In October, Rosemary Willatt was awarded the Konrad Steffen Award at the ESA Polar Science Week conference, for the best e-poster by an early career scientist. She received a scale model of the Sentinel-1 satellite and €1000 towards publication costs.
Professor Konrad Steffen was Director of WSL, the Swiss Federal Institute for Forest, Snow and Landscape Research, and previously director of the University of Colorado’s Cooperative Institute for Research in Environmental Sciences (CIRES.) He was a lead author on the IPCC’s Special Report on the Ocean and Cryosphere in a Changing Climate and its Fifth Assessment Report. He died in August 2020, aged 68, while conducting fieldwork on the Greenland ice sheet.
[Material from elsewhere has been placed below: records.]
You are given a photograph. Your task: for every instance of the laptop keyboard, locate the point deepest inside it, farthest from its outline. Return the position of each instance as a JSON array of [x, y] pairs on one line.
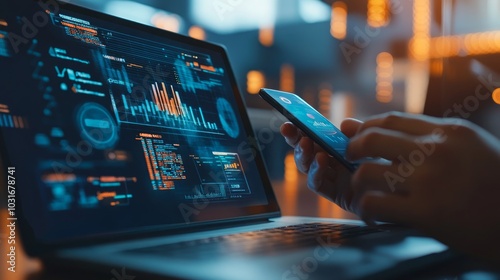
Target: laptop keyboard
[[262, 242]]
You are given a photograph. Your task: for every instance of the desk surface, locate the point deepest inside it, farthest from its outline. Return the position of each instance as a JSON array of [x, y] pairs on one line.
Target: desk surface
[[294, 199]]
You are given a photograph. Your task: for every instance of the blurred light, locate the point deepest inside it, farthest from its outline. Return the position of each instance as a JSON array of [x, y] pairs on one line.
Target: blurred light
[[312, 11], [255, 81], [144, 14], [287, 79], [197, 32], [166, 21], [291, 173], [378, 13], [437, 67], [496, 96], [338, 25], [385, 71], [225, 17], [420, 43], [266, 36], [416, 85]]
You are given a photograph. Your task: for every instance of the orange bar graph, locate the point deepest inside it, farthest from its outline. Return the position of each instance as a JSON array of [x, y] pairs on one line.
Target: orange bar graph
[[154, 96], [170, 109]]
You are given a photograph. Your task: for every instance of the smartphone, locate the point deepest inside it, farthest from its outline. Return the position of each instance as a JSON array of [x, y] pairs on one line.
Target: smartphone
[[311, 122]]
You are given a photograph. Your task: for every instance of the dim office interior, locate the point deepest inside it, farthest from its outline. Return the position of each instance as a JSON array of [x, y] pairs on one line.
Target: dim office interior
[[349, 59]]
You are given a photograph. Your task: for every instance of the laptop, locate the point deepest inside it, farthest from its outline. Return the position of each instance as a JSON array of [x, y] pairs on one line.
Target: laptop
[[130, 153]]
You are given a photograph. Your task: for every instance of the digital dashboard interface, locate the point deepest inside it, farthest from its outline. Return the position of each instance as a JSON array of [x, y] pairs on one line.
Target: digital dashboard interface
[[113, 126]]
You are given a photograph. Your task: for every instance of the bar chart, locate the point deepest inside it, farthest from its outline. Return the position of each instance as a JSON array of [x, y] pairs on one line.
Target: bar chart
[[164, 107]]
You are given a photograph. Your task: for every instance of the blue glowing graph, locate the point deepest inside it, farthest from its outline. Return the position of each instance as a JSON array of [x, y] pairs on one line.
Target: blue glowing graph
[[97, 126]]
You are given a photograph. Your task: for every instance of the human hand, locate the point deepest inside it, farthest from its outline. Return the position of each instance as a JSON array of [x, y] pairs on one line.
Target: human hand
[[326, 176], [443, 178]]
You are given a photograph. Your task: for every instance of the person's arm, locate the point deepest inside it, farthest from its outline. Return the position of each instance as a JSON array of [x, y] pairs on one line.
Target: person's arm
[[443, 179]]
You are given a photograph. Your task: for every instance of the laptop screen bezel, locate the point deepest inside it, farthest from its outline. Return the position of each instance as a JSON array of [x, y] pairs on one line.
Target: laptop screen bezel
[[36, 247]]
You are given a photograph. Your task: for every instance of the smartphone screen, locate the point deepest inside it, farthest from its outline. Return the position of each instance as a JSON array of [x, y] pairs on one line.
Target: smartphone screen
[[311, 122]]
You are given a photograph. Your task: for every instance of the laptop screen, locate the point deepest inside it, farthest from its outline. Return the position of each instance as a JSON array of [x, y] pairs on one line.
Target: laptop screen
[[109, 126]]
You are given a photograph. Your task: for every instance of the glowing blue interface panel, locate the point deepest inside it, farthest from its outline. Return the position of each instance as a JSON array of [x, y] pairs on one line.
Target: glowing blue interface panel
[[111, 127]]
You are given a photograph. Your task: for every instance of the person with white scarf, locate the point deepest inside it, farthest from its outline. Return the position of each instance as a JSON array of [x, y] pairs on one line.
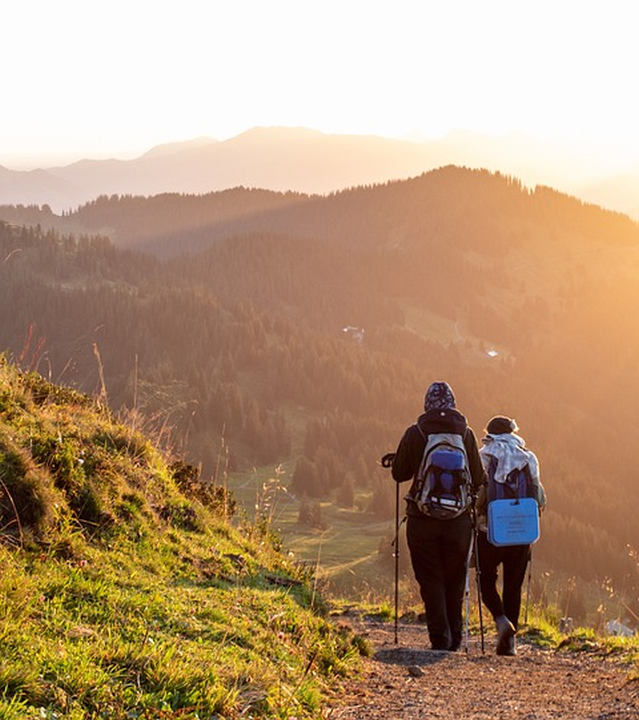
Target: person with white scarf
[[503, 451]]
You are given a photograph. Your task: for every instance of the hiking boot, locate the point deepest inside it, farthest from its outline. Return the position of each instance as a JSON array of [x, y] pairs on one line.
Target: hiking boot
[[509, 648], [505, 633]]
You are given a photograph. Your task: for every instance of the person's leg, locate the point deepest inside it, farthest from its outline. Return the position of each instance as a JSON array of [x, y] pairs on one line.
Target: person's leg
[[423, 543], [515, 564], [489, 557], [456, 537]]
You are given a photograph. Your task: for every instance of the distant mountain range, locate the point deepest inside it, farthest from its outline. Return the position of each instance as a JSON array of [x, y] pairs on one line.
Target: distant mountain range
[[308, 161]]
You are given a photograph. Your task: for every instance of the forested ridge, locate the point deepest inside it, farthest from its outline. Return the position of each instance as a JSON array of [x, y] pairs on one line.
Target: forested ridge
[[222, 317]]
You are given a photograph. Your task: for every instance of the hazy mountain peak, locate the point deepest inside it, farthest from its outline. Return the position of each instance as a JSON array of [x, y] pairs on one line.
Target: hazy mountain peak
[[179, 146]]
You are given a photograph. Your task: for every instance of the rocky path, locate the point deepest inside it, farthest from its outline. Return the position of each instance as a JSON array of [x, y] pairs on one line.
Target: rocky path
[[407, 681]]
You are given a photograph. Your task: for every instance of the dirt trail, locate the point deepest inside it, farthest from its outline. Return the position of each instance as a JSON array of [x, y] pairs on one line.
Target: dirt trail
[[408, 681]]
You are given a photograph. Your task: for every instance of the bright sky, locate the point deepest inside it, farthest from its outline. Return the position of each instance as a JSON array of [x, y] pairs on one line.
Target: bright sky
[[91, 78]]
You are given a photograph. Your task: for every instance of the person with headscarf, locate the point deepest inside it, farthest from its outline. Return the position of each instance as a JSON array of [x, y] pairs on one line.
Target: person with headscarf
[[439, 548], [503, 451]]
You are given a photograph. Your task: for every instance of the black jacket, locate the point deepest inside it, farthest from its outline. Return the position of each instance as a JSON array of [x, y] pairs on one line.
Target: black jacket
[[411, 448]]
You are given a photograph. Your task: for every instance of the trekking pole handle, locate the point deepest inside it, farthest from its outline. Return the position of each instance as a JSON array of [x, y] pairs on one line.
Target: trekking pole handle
[[387, 460]]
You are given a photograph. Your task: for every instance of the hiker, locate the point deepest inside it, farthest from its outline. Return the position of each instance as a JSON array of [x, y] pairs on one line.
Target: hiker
[[439, 548], [503, 451]]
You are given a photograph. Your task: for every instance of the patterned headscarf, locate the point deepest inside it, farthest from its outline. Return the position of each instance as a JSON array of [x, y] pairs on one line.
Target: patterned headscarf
[[439, 396]]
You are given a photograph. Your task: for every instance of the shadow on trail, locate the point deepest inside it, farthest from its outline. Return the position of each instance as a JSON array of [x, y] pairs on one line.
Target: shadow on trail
[[410, 656]]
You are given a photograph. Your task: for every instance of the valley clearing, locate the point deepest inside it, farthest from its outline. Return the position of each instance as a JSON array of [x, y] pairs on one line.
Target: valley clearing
[[407, 681]]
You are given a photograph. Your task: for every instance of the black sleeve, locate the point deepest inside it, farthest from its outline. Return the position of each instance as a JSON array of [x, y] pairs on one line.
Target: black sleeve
[[408, 455], [477, 471]]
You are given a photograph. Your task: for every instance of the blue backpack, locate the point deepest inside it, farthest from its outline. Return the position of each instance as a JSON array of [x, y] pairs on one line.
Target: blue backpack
[[444, 486], [513, 512]]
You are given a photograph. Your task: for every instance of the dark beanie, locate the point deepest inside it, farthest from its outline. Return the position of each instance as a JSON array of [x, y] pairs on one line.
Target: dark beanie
[[439, 396], [499, 425]]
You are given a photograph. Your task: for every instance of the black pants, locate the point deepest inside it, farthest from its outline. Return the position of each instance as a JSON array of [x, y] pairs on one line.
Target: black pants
[[514, 560], [439, 555]]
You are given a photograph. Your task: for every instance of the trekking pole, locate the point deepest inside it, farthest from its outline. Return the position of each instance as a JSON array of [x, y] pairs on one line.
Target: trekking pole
[[478, 577], [387, 461], [396, 559], [528, 584], [467, 594]]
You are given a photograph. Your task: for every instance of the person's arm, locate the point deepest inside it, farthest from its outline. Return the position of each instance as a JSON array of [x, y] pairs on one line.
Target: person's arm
[[408, 455], [477, 472], [539, 488]]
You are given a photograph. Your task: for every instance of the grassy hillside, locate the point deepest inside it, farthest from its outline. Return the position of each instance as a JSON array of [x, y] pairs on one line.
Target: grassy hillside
[[127, 592], [230, 338]]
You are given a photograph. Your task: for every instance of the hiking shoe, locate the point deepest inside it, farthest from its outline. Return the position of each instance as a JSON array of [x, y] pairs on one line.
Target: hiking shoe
[[505, 633], [509, 648]]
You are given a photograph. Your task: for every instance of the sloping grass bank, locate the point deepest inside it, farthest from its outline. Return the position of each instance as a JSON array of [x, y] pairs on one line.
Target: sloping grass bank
[[125, 593]]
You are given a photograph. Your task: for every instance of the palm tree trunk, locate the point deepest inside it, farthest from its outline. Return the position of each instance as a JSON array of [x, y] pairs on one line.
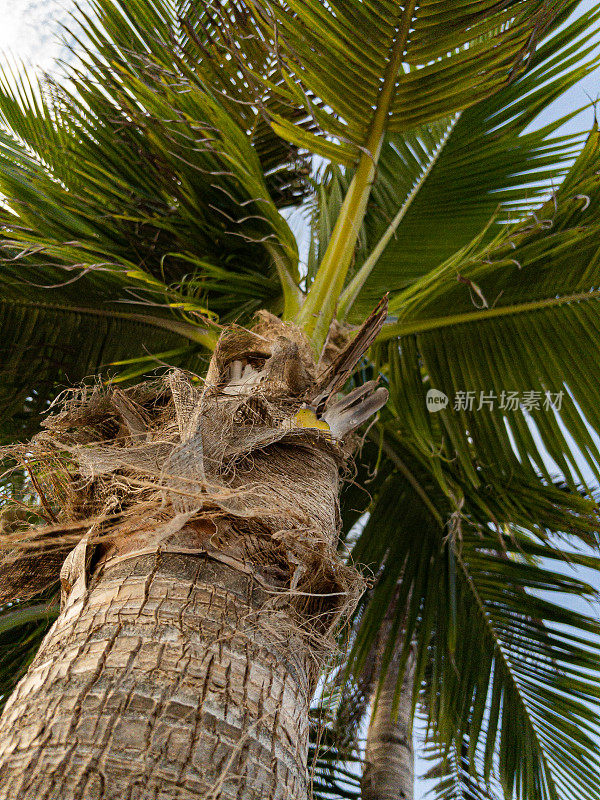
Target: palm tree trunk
[[388, 772], [168, 678]]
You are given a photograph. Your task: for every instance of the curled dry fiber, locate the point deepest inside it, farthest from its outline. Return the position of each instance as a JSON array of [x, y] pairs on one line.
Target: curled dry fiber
[[202, 590], [259, 491]]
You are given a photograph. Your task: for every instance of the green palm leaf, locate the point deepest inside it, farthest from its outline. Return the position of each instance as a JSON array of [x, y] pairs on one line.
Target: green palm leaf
[[351, 63], [541, 279], [451, 176], [528, 702]]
Rosie is a Research Fellow at UCL’s Department of Earth Sciences, in the Centre for Polar Observation and Modelling (CPOM) where she is analysing data Ku- and Ka-band ground-based radar data from the MOSAiC expedition. Her research interest is understanding radar interaction with snow cover on sea ice, using ground-based instruments to validate and interpret satellite data. Sea ice plays a key role in climate change, and determining the thickness of sea ice and its snow cover are still challenging due to their remote locations and their physical and electromagnetic characteristics. The MOSAiC Expedition’s data indicate that the polarisation, as well as the frequency, of the radiation, may reveal important information for determining the thicknesses of the snow and ice. The next step is to understand what can be achieved using satellite data which is gathered on much larger scales. Rosie is extremely proud to receive this award for her scientific work, especially having returned to science just over a year ago as a parent of young children, to work in a fantastic team led by Professor Julienne Stroeve – whose advisor was Konrad Steffen.